Das Drama „Faust – der Tragödie erster Teil“ von Johann Wolfgang von Goethe wurde 1808 veröffentlicht und enthält neben der Gelehrtentragödie, die die historische Geschichte des Doktor Johannes Faustus aufgreift, auch die Tragödie um Gretchen. „Faust“ gilt als bedeutendstes Werk der Weltliteratur.

Inhaltsangabe

Heinrich Faust, der Gelehrte, strebt nach immer mehr Wissen, ist nie zufrieden mit dem was er erreicht hat und kann deshalb das Leben nicht genießen. Er schließt einen Pakt mit dem Teufel, Mephistopheles, und verspricht ihm seine Seele, wenn er ihm einen glücklichen Moment bescheren kann. Mephisto verabreicht Faust in einer Hexenküche einen Zaubertrank, der ihn verjüngt und ihm jedes Mädchen begehrenswert erscheinen lässt.

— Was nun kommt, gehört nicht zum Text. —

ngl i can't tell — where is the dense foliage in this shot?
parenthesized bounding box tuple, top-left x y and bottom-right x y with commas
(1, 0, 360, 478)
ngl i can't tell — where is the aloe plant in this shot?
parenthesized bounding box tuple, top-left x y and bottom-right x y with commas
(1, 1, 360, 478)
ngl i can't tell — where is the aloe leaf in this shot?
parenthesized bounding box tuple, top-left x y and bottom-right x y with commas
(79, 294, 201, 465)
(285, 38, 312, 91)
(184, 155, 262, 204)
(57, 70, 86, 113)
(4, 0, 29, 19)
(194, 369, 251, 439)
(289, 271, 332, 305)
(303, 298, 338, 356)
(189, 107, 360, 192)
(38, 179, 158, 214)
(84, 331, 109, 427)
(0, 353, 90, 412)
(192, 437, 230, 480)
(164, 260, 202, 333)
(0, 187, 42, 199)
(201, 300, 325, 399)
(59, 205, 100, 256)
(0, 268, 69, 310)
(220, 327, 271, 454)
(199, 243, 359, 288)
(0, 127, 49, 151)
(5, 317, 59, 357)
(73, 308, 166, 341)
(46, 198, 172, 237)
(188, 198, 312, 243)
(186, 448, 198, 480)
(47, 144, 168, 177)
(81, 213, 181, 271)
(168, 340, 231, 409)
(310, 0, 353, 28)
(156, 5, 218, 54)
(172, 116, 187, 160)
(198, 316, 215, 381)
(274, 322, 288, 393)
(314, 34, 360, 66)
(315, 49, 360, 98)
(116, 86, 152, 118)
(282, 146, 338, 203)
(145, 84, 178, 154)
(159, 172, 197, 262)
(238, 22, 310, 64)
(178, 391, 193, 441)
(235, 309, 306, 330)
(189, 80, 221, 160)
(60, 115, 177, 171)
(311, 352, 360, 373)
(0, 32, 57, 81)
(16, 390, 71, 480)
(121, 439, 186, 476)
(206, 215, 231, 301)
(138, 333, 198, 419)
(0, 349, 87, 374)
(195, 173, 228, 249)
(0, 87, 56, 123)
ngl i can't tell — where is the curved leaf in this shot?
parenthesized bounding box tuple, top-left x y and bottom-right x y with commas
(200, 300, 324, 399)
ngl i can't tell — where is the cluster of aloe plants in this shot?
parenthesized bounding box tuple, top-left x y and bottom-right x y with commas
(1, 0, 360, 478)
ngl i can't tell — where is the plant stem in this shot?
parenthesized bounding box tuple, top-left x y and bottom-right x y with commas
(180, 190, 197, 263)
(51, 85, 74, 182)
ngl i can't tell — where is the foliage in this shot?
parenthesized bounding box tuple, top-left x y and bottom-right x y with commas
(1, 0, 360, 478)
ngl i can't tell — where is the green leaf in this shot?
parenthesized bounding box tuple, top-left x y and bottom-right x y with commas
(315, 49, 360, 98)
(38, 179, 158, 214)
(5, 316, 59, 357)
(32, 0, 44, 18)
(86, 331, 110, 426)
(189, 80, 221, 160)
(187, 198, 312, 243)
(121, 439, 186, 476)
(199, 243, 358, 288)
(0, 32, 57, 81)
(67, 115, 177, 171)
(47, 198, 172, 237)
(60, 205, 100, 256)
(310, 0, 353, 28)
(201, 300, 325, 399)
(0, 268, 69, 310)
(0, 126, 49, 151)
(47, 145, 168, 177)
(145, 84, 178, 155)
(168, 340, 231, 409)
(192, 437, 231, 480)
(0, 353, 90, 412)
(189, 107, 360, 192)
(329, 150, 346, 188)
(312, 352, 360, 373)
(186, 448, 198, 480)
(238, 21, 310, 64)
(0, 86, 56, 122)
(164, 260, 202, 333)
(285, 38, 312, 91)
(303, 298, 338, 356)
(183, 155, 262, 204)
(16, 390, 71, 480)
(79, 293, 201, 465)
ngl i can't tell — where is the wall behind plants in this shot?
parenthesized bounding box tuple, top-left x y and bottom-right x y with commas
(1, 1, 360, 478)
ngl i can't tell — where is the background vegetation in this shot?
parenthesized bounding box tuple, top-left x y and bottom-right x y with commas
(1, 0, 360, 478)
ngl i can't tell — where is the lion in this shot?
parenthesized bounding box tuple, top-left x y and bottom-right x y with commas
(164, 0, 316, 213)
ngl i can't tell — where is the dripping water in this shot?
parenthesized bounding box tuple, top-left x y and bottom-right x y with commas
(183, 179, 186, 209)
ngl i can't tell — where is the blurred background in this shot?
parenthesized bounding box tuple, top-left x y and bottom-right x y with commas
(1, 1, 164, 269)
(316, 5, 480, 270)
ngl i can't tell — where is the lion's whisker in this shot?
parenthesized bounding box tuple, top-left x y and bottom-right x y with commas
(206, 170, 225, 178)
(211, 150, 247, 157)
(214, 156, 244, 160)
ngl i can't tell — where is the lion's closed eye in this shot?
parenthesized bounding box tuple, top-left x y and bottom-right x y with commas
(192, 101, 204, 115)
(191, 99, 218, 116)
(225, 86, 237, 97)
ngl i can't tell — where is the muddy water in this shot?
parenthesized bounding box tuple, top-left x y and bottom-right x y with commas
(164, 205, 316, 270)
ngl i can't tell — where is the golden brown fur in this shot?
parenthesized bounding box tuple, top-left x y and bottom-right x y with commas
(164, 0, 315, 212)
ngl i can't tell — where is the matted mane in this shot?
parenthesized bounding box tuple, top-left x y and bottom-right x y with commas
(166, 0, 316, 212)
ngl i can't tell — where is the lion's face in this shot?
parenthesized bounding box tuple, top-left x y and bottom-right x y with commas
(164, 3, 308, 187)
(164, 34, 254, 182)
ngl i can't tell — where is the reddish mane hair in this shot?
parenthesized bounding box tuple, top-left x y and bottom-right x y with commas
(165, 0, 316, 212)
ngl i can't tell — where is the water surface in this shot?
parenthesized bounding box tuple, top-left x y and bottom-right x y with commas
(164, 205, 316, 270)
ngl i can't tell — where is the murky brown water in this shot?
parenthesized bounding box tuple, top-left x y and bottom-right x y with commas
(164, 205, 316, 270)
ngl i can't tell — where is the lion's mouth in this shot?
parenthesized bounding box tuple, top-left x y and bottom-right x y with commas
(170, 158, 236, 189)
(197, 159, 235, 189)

Auf der Straße begegnet Faust dem jungen Mädchen Margarete, Gretchen genannt. Er verlangt von Mephisto, dass Gretchen seine Geliebte wird, ansonsten würde Faust den Pakt mit ihm aufkündigen. Mit Schmuck, den die beiden Männer in Gretchens Zimmer verstecken, versucht Mephisto das Mädchen zu gewinnen. Doch Gretchen zeigt den Schmuck ihrer Mutter, die ihn in ihrer Frömmigkeit dem Pfarrer übergibt, der ihn für die Kirche beschlagnahmt. Nun soll sich Mephisto Gretchens Nachbarin Marthe annähern, die auch Gefallen an Mephisto findet, jedoch erst sicher sein will, dass ihr verschollener Ehemann wirklich gestorben ist. So muss Faust mit Mephisto lügen und behaupten, der Mann lebt nicht mehr. Bei einem Treffen der beiden Paare in Marthes Garten kommt es im Gartenhäuschen zum ersten Kuss von Faust und Gretchen. Danach zieht Faust sich zur Meditation in die Natur zurück und bedankt sich beim Erdgeist, dass er endlich auch Gefühle haben kann und nicht nur rein wissenschaftlich denkt. Ihm wird aber auch bewusst, dass er in immer tiefere Abhängigkeit zu Mephisto gerät und Faust beginnt zu ahnen, dass er am Ende das unschuldige Gretchen ins Verderben stürzen wird und ihr Leben zerstört.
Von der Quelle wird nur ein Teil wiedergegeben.